Rembert Dodoens (born Rembert Van Joenckema, 29 June 1517 – 10 March 1585) was a Flemish physician and botanist, also known under his Latinized name Rembertus Dodonaeus. He has been called the father of botany.[a] The standard author abbreviation Dodoens is used to indicate this person as the author when citing a botanical name.[2]


Dodoens was born Rembert van Joenckema in Mechelen, then the capital of the Spanish Netherlands in 1517. His parents were Denis van Joenckema (d. 1533) and Ursula Roelants. The van Joenckema family and name are Frisian in origin. Its members were active in politics and jurisprudence in Friesland and some had moved in 1516 to Mechelen.[3] His father was one of the municipal physicians in Mechelen and a private physician to Margaret of Austria, Governor of the Netherlands, in her final illness. Margaret of Austria's court was based in Mechelen.[4] Rembert later changed his last name to Dodoens (literally "Son of Dodo", a form of his father's name, Denis or Doede).

Torcksch Coren (Turkish corn), illustration from the Cruÿdeboeck 1554

He was educated at the municipal college in Mechelen before beginning his studies in medicine, cosmography and geography at the age of 13 at the University of Leuven (Louvain), under Arnold Noot, Leonard Willemaer, Jean Heems, and Paul Roelswhere. He graduated with a licentiate in medicine in 1535, and as was the custom of the time, began extensive travels (Wanderjahren) in Europe till 1546, including Italy, Germany, and France. In 1539 he married Kathelijne De Bruyn (1517–1572), who came from a medical family in Mechelen. With her he had four children, Ursula (b. 1544), Denijs (b. 1548), Antonia and Rembert Dodoens.[5] He had a short stay in Basel (1542–1546). In 1557, Dodoens turned down a chair at the University of Leuven. He also turned down an offer to become court physician of king Philip II of Spain. After his wife's death at the age of 55 in 1572, he married Maria Saerinen by whom he had a daughter, Johanna.[6] He died in Leiden in 1585, and was buried at Pieterskerk, Leiden.[7][8][3]

After graduation, he followed in his father's footsteps by becoming in 1548 one of the three municipal physicians in Mechelen together with Joachim Roelandts and Jacob De Moor.[3][9] He was the court physician of the Holy Roman emperor Maximilian II, and his successor, Austrian emperor Rudolph II in Vienna (1575–1578). In 1582, he was appointed professor in medicine at the University of Leiden.[7]

State of botanical science in Dodoens' time[edit]

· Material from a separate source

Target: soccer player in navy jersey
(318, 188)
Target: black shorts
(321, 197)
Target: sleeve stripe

Title page of Part 6 of the Cruijdeboeck 1554

In the early sixteenth century the general belief was that the plant world had been completely described by Dioscorides in his De Materia Medica. During Dodoens' lifetime, botanical knowledge was undergoing enormous expansion, partly fueled by the expansion of the known plant world by New World exploration, the discovery of printing and the use of wood-block illustration. This period is thought of as a botanical Renaissance. Europe became fascinated with natural history from the 1530s, and gardening and cultivation of plants became a passion and prestigious pursuit from monarchs to universities. The first botanical gardens appeared as well as the first illustrated botanical encyclopaedias, together with thousands of watercolours and woodcuts. The experience of farmers, gardeners, foresters, apothecaries and physicians was being supplemented by the rise of the plant expert. Collecting became a discipline, specifically the Kunst- und Wunderkammern (cabinets of curiosities) outside of Italy and the study of naturalia became widespread through many social strata. The great botanists of the sixteenth century were all, like Dodoens, originally trained as physicians, who pursued a knowledge of plants not just for medicinal properties, but in their own right. Chairs in botany, within medical faculties were being established in European universities throughout the sixteenth century in reaction to this trend, and the scientific approach of observation, documentation and experimentation was being applied to the study of plants.[10]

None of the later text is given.